Does keybert pay attention to the syntax

MaartenGr / KeyBERT

Minimal keyword extraction with BERT

https://MaartenGr.github.io/KeyBERT/

MIT License

3.52k stars 348 forks source link

Does keybert pay attention to the syntax #160

Open 652994331 opened 1 year ago

652994331 commented 1 year ago

keyBert is a masterpiece, really appreciate for this kind of good work. recently I am looking into keyBert using scenario like different language setting. For example I am using keybert in Chinese. I modify the word segmentation part and used multi linguistic pretrain language model. it did worked, pretty good results. However, I found a problem then. sometimes keybert give u an import word like "car drive"(eg I am using ngrams = 2) but the right syntax is "drive car" . It seems keybert finds the right information but has some problems with syntax? or maybe I am using the keybert in a wrong way

MaartenGr commented 1 year ago

Thank you for your kind words! Could you share your code for doing this? Perhaps I can find something happening there.

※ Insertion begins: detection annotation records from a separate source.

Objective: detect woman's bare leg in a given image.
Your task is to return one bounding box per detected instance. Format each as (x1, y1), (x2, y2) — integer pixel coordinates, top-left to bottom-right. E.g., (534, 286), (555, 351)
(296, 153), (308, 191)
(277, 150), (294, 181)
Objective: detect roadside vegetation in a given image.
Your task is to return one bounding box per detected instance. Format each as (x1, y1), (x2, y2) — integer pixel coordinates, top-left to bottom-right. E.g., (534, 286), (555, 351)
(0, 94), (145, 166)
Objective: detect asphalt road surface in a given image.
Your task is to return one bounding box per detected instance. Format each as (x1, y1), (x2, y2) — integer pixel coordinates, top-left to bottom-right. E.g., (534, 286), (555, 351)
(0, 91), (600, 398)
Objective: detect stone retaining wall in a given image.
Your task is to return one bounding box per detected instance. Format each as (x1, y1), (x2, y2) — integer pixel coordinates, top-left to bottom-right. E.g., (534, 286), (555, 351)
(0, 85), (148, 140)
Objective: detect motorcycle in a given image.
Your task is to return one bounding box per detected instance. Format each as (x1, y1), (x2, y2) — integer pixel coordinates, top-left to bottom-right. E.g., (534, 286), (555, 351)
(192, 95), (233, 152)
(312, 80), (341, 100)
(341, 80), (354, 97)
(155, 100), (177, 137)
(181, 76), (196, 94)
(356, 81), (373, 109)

What KeyBERT is doing is generating n-grams based on their appearance in the texts. For example, if the text is "This is a car I drive" and you remove stopwords, then "car drive" will be created. This vectorization step does not take into account what syntax we as humans would prefer, it merely recreates them from the input and as such is actually closer to what the original document intended.

It might also be that there is a bug going one somewhere but if it isn't, the results you get could be explained by the above.

phuclh commented 1 year ago

@MaartenGr Here is an example that I get weird keywords.

from keybert import KeyBERT

doc = """
          ORGANIC DOG FOOD (Free Shipping).
         Organic Dog Food.
         Best Organic Dog Food.
         The 7 Best Organic Dog Foods.
         7 Best Organic Dog Foods [2023 Reviews]
      """

kw_model = KeyBERT()
keywords = kw_model.extract_keywords(doc, seed_keywords=['best organic dry dog food', 'organic dry dog food'], keyphrase_ngram_range=(4, 5))
print(keywords)

The result

[('organic dog food best organic', 0.7935), ('organic dog foods best organic', 0.7927), ('dog food best organic', 0.7727), ('organic dog foods best', 0.7722), ('best organic dog food', 0.771)]

Some weird keywords are organic dog food best organic, organic dog foods best, organic dog foods best organic, dog food best organic. The most expected keyword is dog food best organic which has the lowest score.

I didn't use stop words in this case.

MaartenGr commented 1 year ago

This is most likely a result of the tokenization process of the CountVectorizer. You could use the parameters tokenizer and analyzer to implement custom solutions to solve your issue.